At Croydon’s Cabinet meeting in July, the Labour administration passed a strategy to allow Brick by Brick (BxB) to continue building our sites instead of selling off the company. As residents will know, Brick By Brick has proven to be a controversial subject in Croydon, because of the huge loans and losses it has sustained. Brick By Brick played a significant part in pushing the Council into bankruptcy at the end of 2019. That bankruptcy only ended when the Government allowed Croydon to add another £120m to cover its deficit, thereby pushing the Council’s debts even further beyond the £1.5bn which Croydon Labour had already racked up through a failed property speculation and investment policy.
Brick by Brick has already cost Croydon £161m in loans and payments that the Council will never get back (despite the company being a 100% wholly owned trading company of the Council!).
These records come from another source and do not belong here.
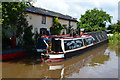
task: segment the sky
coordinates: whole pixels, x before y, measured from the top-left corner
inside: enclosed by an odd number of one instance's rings
[[[79,18],[86,10],[97,8],[113,16],[112,24],[118,20],[118,2],[120,0],[36,0],[34,6]]]

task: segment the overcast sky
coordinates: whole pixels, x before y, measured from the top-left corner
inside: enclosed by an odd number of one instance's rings
[[[36,7],[70,15],[79,20],[86,10],[98,8],[113,16],[112,23],[118,20],[118,2],[120,0],[36,0]]]

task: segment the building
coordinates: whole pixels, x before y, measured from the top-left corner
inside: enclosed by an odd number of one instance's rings
[[[64,9],[63,9],[64,10]],[[53,17],[57,16],[59,22],[68,27],[73,27],[74,29],[77,27],[77,20],[76,18],[72,18],[68,15],[63,15],[58,12],[53,12],[50,10],[37,8],[37,7],[27,7],[27,20],[30,25],[33,25],[33,32],[40,30],[40,28],[47,28],[48,30],[53,24]],[[63,30],[66,33],[66,30]]]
Already this year the Council has made two £10m loans and the Cabinet report admits £31m in loans are being written off under the Medium Term Financial Plan.
Now, however, the Council has decided that instead of selling off Brick by Brick to a private developer that made a bid for the company (and whom Savills confirmed were a reasonable bidder with a reasonable offer) it will build out the remaining 23 sites. The reason for this U-turn is the estimation that the build out option ‘only’ loses another estimated £26-53m in loan write offs - whilst the sale would mean a local write off loss of an eye-watering £54-68m.
An onerous but necessary decision it would seem on the face of it? But (and here’s the catch) the build out option now favoured by Labour means a potential £100m black hole in the Council's budgets for the next couple of years until all the units are sold. Given that to do this requires Brick By Brick being successful in its build outs and sales, something which they have failed at so far, plugging that shortfall is a questionable approach at best - and likely another dismal failure of management. As an example of the weakness of Brick By Brick, one of their first sites to be developed was on Montpelier Road in my own ward of Purley Oaks and Riddlesdown. The site has seen the last of the accessible Haling Downs grassland concreted over and should have been completed 18 months ago. The flats and houses should have been occupied for over a year by now, even with the pandemic interrupting progress. Instead, the buildings remain empty and fenced off, a monument to Brick By Brick's ability to actually deliver homes.
Overall, the Council playing developer has failed on a monumental scale and one that has cost Croydon’s taxpayers a significant debt that will run and run for decades, and it seems getting the Council out of the hole it has dug for itself will cost us all many millions more.